Secondly, comprehensive ESG reporting supports investment by giving investors a clear picture of sustainability across a company’s operations. While ESB is a semi-state company, we are heavily reliant on capital markets to fund the work needed to deliver on our net zero objectives. In that context, CSRD provides for a level playing field, transparency, and assurance – and this will only grow in importance as the world steps up investment in decarbonisation.

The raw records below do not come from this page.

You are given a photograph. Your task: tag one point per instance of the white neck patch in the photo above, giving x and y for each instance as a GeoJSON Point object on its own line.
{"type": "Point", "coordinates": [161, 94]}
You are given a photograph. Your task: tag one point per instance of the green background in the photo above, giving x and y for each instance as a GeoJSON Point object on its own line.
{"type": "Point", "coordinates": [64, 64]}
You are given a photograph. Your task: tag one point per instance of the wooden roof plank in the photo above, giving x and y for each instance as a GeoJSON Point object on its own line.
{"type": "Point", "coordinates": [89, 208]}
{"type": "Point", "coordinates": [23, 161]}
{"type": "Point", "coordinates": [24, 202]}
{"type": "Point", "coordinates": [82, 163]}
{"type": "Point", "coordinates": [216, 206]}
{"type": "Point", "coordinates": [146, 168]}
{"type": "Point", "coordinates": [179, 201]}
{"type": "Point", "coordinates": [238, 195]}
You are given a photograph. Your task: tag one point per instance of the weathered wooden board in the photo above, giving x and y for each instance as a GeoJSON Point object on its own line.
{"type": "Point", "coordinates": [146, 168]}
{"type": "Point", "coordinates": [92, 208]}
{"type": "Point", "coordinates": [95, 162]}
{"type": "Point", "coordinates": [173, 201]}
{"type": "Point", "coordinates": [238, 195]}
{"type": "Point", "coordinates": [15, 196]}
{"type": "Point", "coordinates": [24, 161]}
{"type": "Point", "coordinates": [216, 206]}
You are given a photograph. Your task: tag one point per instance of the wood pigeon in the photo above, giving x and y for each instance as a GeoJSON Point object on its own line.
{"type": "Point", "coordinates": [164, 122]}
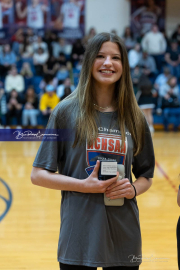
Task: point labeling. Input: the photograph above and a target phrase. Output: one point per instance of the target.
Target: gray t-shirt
(91, 233)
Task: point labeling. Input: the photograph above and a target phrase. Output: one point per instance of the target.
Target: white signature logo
(26, 133)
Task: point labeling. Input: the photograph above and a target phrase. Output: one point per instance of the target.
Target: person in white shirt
(8, 4)
(34, 13)
(162, 78)
(169, 97)
(61, 87)
(134, 56)
(145, 16)
(39, 59)
(155, 44)
(61, 47)
(14, 81)
(40, 44)
(70, 14)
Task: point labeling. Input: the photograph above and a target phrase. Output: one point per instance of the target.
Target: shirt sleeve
(50, 152)
(144, 163)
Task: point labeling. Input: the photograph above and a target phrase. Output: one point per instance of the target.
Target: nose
(107, 61)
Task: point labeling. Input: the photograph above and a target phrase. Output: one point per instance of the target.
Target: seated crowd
(36, 73)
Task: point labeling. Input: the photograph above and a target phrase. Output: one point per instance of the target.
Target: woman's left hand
(120, 189)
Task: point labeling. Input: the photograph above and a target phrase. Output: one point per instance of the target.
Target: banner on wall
(145, 13)
(66, 17)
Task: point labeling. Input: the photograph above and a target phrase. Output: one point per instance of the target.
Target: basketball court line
(8, 202)
(166, 176)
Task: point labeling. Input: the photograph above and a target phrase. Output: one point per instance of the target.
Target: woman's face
(107, 68)
(173, 82)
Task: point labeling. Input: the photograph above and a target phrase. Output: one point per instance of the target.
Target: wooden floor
(29, 232)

Thirdly, the tools and resources needed to implement CSRD can support a broader transformation. Our STEP programme, for instance, is not only about performance reporting – it is about embedding a culture of sustainability across the organisation, putting environmental stewardship and social responsibility at the core of everyone’s role within ESB. This is vital for putting our Sustainability Leadership Plan into action, and our mission to make a positive difference to our planet, the places we operate, and the people we work with and for.
In this boat together
Given our net zero purpose, sustainability has never been just a ‘nice to have’ or a ‘tick-box exercise’ for ESB – it is a business imperative. And this is a view shared by many working across the energy sector in Ireland. We had the opportunity to discuss the changing ESG landscape at a recent roundtable with representatives from industry, academia, government, and peer utilities and energy companies. While all acknowledged the challenges, the consensus was clear: there is no going back on our journey towards a more sustainable future. We are all in this boat together, and a clear commitment to sustainability and transparency in how we report our progress will be vital as we move forward in the energy transition.
Frameworks like CSRD are not just about compliance – they’re about strategy, resilience, and credibility. The idea that smaller or exempted companies might pause or opt out misses the bigger picture: impact isn’t measured by headcount, but by exposure and influence across value chains. And as a company central to Ireland’s energy system and energy transition, our impact – and responsibility – is significant.
Whether through regulation, investor expectations, or customer scrutiny, structured ESG data is becoming the price of admission to value chains. We understands this well. That’s why we see CSRD not as a burden but as an essential tool – supporting better decision-making, stronger governance, and clearer alignment with our sustainability strategy.
In short: CSRD may be delayed or softened in scope, but the world isn’t waiting. At ESB, we’re staying the course – because sustainability is not just about compliance. It’s about leadership.